Очень ему повезло. Когда бы соседка по лестничной площадке не услышала его с ночи не умолкавшие стоны и крики, не вызвала бы она милицию, потому что дверь заперта была изнутри, а на стуки и призывы никто не отзывался, тем бы всё для него и завершилось. Прибыла милиция, вскрыли замок, ужаснулись увиденному, вызвали «скорую». Соседка же и рассказала о жизни этой семьи, состоявшей из семилетнего мальчика Модеста и его непутёвой мамы. Когда-то нормальной женщины, бухгалтером работала, опустившейся, часто бывавшей навеселе, водившей в дом всякий мужской сброд, потом совсем, до безобразия спившейся. С соседями не общалась, на порог никого из них не пускала. Сын её, с таким затейливым именем, редко выходил, гулявшего одного, без матери, вообще она его не припомнит. Поражалась, какой он тощий, неухоженный. Ещё тому, как часто, что ни день, лупцует его мать, плачет он, жалела мальчишку. В последний же год вообще ни разу его не видела, если бы не плакал он, не знала бы, есть ли он там. Но в этот раз до того громко плакал, даже выл, что решила вмешаться. Когда вместе с милиционером вошла к ним, обомлела. Бардак страшенный, вещи где и как попало разбросаны, на столе объедки, пустые бутылки. Сын на крытом каким-то тряпьём топчане корчится, мать до невменяемости упившаяся, на драном диване валяется, подумали сначала, уж не померла ли. Всё это поведала соседка нашим охавшим да ахавшим сёстрам и нянечкам, от них и я узнал.

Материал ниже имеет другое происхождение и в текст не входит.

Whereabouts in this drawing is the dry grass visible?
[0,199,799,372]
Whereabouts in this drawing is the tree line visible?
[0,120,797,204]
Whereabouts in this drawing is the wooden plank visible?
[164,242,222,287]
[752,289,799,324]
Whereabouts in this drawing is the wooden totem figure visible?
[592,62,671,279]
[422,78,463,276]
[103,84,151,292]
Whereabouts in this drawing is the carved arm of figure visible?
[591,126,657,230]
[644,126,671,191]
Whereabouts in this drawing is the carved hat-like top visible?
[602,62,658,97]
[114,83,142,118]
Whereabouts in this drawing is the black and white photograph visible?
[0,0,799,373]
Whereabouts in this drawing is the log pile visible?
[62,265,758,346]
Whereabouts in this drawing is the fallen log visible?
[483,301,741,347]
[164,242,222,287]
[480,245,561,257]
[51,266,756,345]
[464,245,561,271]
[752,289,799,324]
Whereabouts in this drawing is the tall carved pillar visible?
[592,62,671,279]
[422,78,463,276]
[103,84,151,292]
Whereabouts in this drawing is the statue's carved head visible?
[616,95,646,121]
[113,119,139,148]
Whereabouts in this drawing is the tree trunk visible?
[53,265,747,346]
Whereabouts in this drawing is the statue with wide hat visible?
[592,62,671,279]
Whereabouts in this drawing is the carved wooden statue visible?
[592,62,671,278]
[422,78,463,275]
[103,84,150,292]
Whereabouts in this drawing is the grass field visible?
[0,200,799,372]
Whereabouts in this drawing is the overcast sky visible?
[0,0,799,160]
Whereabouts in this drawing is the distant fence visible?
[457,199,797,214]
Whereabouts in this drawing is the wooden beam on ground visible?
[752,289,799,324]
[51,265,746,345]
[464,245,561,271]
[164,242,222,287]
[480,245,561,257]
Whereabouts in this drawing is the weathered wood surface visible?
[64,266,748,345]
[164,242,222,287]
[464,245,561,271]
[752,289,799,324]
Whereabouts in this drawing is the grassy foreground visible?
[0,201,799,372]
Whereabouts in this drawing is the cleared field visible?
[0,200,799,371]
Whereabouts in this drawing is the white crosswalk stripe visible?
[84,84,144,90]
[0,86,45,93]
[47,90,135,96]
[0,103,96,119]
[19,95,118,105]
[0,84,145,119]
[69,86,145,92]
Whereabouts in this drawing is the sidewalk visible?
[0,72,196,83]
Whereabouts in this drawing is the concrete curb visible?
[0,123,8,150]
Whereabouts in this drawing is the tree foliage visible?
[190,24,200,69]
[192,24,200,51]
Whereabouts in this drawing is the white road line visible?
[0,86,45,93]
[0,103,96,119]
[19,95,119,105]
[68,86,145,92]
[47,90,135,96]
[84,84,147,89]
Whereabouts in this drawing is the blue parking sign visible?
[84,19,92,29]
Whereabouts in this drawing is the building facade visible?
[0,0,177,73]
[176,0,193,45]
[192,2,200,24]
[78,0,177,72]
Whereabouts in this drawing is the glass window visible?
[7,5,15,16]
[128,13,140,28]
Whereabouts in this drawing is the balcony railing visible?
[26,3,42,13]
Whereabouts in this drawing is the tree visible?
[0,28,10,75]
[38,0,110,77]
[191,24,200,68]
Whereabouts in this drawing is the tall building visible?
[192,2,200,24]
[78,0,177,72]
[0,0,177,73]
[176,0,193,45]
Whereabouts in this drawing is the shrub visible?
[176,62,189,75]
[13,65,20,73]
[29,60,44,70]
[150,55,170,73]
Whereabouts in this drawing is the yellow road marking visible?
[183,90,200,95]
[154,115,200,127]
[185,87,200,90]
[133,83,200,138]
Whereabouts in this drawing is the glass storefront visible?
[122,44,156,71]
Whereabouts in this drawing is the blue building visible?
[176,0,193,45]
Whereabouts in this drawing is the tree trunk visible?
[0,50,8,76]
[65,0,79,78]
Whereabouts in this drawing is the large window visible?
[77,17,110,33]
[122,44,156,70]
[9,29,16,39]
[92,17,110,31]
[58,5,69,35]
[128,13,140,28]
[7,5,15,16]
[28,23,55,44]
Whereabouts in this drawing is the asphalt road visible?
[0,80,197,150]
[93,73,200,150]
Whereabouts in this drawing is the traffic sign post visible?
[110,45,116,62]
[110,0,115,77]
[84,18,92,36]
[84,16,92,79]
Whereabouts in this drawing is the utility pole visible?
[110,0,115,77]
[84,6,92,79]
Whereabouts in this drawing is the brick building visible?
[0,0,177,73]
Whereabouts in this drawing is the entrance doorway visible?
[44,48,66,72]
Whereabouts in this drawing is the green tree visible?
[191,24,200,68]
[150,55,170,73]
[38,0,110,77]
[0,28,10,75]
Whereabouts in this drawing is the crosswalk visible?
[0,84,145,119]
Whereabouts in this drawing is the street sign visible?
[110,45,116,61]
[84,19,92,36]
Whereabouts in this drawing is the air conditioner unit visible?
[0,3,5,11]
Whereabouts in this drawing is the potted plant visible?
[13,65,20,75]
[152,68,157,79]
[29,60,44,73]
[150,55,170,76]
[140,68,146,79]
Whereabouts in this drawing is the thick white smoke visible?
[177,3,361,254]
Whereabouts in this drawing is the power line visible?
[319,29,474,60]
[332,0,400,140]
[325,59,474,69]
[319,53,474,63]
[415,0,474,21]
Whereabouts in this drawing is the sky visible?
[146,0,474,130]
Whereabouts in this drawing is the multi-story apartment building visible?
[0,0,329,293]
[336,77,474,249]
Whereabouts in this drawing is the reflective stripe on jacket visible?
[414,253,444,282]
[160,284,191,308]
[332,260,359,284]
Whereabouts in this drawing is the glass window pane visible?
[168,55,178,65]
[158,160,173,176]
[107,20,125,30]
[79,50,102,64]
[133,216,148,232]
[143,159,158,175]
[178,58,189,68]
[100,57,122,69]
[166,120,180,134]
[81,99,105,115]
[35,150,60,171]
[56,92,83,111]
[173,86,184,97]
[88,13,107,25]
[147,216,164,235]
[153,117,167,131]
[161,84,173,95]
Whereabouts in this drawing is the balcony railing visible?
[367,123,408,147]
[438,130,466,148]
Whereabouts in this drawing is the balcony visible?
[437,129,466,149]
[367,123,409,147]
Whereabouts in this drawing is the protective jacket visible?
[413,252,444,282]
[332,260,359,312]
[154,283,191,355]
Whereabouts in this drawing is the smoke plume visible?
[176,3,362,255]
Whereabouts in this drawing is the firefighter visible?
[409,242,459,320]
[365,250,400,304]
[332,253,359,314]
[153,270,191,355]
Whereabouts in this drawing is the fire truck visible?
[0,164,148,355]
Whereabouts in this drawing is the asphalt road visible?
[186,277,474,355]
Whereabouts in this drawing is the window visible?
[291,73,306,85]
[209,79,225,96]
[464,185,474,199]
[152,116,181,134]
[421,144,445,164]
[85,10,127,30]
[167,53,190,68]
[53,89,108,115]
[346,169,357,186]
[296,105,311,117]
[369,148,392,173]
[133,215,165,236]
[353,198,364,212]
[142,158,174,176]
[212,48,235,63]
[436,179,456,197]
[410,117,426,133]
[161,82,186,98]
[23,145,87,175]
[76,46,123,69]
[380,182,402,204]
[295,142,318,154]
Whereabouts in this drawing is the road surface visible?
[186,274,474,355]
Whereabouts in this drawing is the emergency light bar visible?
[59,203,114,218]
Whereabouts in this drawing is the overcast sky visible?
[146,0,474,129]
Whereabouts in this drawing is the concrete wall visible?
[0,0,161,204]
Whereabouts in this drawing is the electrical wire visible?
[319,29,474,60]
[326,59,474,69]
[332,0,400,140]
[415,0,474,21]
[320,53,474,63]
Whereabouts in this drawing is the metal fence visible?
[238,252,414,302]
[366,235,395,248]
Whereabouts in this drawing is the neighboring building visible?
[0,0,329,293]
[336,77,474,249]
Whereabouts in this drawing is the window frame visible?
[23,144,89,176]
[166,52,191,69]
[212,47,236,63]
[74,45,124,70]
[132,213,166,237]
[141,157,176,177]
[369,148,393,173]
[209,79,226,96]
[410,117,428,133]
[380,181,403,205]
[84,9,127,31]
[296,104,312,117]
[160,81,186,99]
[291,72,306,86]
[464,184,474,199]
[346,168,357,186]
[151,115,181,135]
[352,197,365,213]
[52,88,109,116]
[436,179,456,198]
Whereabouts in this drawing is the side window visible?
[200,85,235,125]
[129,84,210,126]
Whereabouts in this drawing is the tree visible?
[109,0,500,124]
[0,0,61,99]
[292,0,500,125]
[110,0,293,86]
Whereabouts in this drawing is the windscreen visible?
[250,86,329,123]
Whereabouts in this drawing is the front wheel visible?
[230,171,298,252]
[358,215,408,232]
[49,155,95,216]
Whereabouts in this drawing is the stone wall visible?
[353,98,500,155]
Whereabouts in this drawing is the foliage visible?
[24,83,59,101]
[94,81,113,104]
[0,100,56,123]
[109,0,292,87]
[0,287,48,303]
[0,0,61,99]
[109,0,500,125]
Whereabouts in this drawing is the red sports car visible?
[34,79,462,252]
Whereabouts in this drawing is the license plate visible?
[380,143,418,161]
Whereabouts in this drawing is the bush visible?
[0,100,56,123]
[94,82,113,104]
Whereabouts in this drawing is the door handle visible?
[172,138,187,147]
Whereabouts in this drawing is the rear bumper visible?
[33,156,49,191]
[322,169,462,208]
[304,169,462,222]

Выжить у него, похоже, не было и одного шанса. Но он – непостижимость не только медицины, но и всей нелогичной жизни нашей, чему столько лет не перестаю дивиться, – не погиб. Вопреки всему. Словно кто-то там наверху, одаривший его такой красоты глазами, пожалел его, маленького мученика. Неделю не верилось в такую удачу, не однажды, случалось, трудно было определить жив ли он сейчас, но настал день, когда он открыл глаза, осмысленно поглядел, попросил пить. Праздник был для всего отделения – и нас, и всех больных, сострадавших мальчонке. И ни разу за эту неделю не появилась его мать. Дважды наведывалась соседка. Рассказала, что пьянки не прекращаются, что на следующий день встретила её возле дома, попробовала поговорить с ней о сыне, но та и слушать не стала. Посоветовала не совать нос в чужие дела.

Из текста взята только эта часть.